The Town - Charlestown Crew

Film: The Town

Members: Doug MacRay (Ben Affleck), James Coughlin (Jeremy Renner), Albert ‘Gloansy’ Magloan (Slaine), Desmond Elden (Owen Burke)

Leader: Doug MacRay

MVP: Gloansy – if only for the scene where he distracts the Feds with some nifty ambulance driving.
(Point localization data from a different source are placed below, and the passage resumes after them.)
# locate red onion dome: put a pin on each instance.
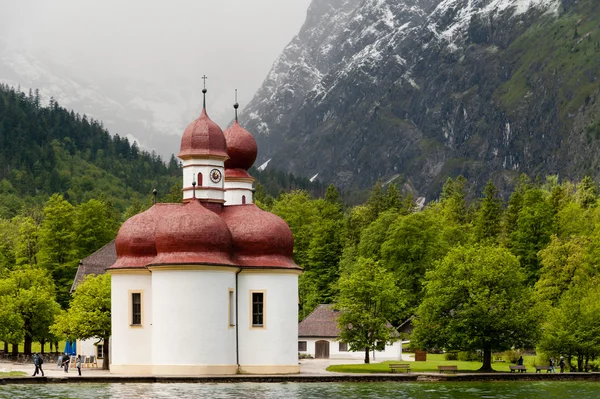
(259, 238)
(241, 147)
(135, 242)
(193, 235)
(203, 137)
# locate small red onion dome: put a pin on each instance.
(260, 238)
(193, 235)
(203, 137)
(241, 147)
(135, 242)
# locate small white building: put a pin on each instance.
(318, 337)
(208, 286)
(94, 264)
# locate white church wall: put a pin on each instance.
(274, 347)
(192, 332)
(208, 188)
(130, 344)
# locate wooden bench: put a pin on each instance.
(399, 366)
(453, 369)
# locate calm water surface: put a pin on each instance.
(521, 390)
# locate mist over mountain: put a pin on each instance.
(415, 91)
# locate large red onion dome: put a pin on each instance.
(260, 238)
(193, 235)
(241, 147)
(135, 242)
(203, 137)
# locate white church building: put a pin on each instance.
(208, 286)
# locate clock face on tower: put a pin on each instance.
(215, 175)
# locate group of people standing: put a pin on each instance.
(38, 360)
(561, 364)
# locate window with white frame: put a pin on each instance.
(258, 308)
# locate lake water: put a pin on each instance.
(504, 390)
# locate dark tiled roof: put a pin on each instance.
(320, 323)
(96, 263)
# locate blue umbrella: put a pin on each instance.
(71, 348)
(67, 347)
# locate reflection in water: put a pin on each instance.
(434, 390)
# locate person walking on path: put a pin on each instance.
(37, 368)
(78, 364)
(66, 360)
(40, 362)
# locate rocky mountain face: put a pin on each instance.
(414, 91)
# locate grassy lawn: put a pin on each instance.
(13, 374)
(429, 366)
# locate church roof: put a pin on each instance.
(203, 231)
(320, 323)
(203, 137)
(96, 263)
(241, 147)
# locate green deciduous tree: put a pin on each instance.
(563, 263)
(89, 314)
(368, 298)
(27, 296)
(94, 226)
(413, 244)
(573, 327)
(476, 299)
(535, 224)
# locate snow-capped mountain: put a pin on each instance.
(419, 90)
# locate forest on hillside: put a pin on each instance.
(528, 267)
(476, 275)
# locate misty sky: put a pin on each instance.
(233, 42)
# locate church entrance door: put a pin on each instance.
(322, 350)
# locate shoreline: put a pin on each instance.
(299, 378)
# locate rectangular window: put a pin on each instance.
(258, 307)
(231, 308)
(136, 309)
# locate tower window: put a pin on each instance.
(136, 308)
(231, 308)
(258, 309)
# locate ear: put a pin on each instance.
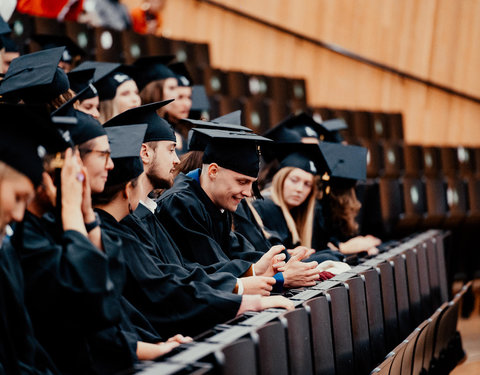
(213, 170)
(146, 153)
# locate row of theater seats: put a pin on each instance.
(350, 324)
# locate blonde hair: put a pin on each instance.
(299, 219)
(105, 109)
(153, 92)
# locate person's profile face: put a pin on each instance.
(170, 89)
(297, 187)
(16, 191)
(180, 107)
(229, 188)
(162, 167)
(126, 97)
(98, 162)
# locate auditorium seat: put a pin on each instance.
(257, 85)
(410, 348)
(376, 327)
(395, 126)
(134, 46)
(379, 128)
(342, 330)
(363, 362)
(397, 361)
(82, 35)
(412, 160)
(215, 81)
(384, 367)
(157, 45)
(457, 200)
(321, 334)
(427, 306)
(237, 358)
(237, 84)
(298, 341)
(271, 347)
(277, 88)
(405, 323)
(449, 161)
(256, 114)
(389, 304)
(436, 197)
(432, 166)
(393, 158)
(360, 125)
(108, 45)
(448, 350)
(417, 315)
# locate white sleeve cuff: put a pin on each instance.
(240, 287)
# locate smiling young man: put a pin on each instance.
(196, 211)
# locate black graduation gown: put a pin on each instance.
(201, 231)
(148, 227)
(168, 258)
(274, 221)
(245, 224)
(172, 304)
(20, 352)
(72, 300)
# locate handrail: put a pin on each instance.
(344, 52)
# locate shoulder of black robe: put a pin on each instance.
(201, 231)
(72, 299)
(274, 221)
(143, 217)
(20, 351)
(245, 224)
(170, 304)
(162, 243)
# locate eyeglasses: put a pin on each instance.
(105, 153)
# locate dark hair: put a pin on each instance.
(110, 192)
(189, 161)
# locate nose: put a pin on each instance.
(18, 212)
(95, 113)
(110, 164)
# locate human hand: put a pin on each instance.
(258, 285)
(267, 264)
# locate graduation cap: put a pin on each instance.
(200, 102)
(234, 150)
(158, 128)
(4, 28)
(8, 44)
(233, 118)
(48, 41)
(306, 156)
(344, 162)
(183, 76)
(80, 80)
(125, 143)
(152, 68)
(333, 127)
(111, 78)
(87, 127)
(26, 135)
(35, 77)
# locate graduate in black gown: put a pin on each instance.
(196, 211)
(159, 160)
(289, 210)
(21, 135)
(74, 281)
(170, 302)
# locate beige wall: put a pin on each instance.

If you’re going to be career criminals, you need to be disciplined. You need to trust each other. And you need to be really, really good at robbing banks without then getting whacked off of Scooby snacks. This lot are all three, for a very long time. But can they hold on with the FBI closing in and romantic complications threatening? Er. Probably not.

Film: Salt

Member: Evelyn Salt (Angelina Jolie)

Leader: Evelyn Salt

MVP: Evelyn Salt

Salt is so capable that she’s a one-woman army and earns a place on this list without needing actual companions. She can withstand torture, earn a high place in the CIA, organise and carry out secret missions, and evade the attentions of every branch of the US security forces and Secret Service, using nothing but the contents of a small rucksack and possibly a pot of hair dye. Set her on the War on Terror and it’d be over by Christmas.